Logic

Scaling Policies

Deep dive into target calculations, latency percentile equations, and cooldown algorithms.

Autoscaling Core Equation

LogStrata uses a modified target tracking algorithm to determine the desired replica count. At each controller tick:

DesiredReplicas = ceil( CurrentReplicas * ( CurrentMetricValue / TargetThreshold ) )

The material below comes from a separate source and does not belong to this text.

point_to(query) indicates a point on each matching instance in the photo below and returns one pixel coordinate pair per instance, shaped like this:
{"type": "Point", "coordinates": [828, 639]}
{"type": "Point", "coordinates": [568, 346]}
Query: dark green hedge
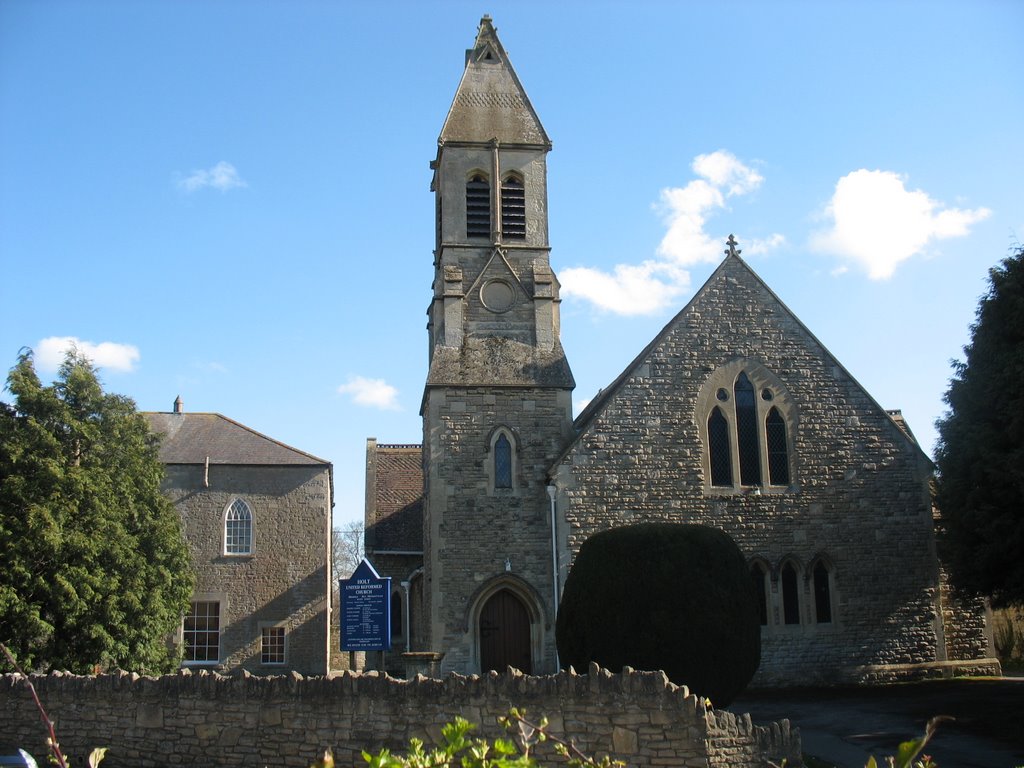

For example, if your current replica count is 4, the current P95 response latency is 1200ms, and your target threshold limit is configured at 800ms:

DesiredReplicas = ceil( 4 * ( 1200 / 800 ) ) = ceil( 4 * 1.5 ) = 6 replicas

Percentile vs Average Metrics

Relying on average latencies often masks extreme outliers (e.g. 5% of users experiencing 10-second wait times). LogStrata recommends configuring P95 or P99 percentiles in the aggregation queries to capture microservice choke points accurately:

# P95 response latency trigger configuration snippet
trigger:
  metricName: p95_latency
  threshold: 800.0  # Milliseconds
  scaleFactor: 1.5  # Boost multiplier when violated

Cooldown Restraints

To maintain infrastructure stability, two cooldown windows exist:

Scale-Up Cooldown: Default 15s. Prevents the controller from spinning up further pods while the previously ordered pods are in the ContainerCreating phase.
Scale-Down Cooldown: Default 90s. Prevents deleting healthy pods too quickly during minor traffic fluctuations, avoiding pod spin-up overhead.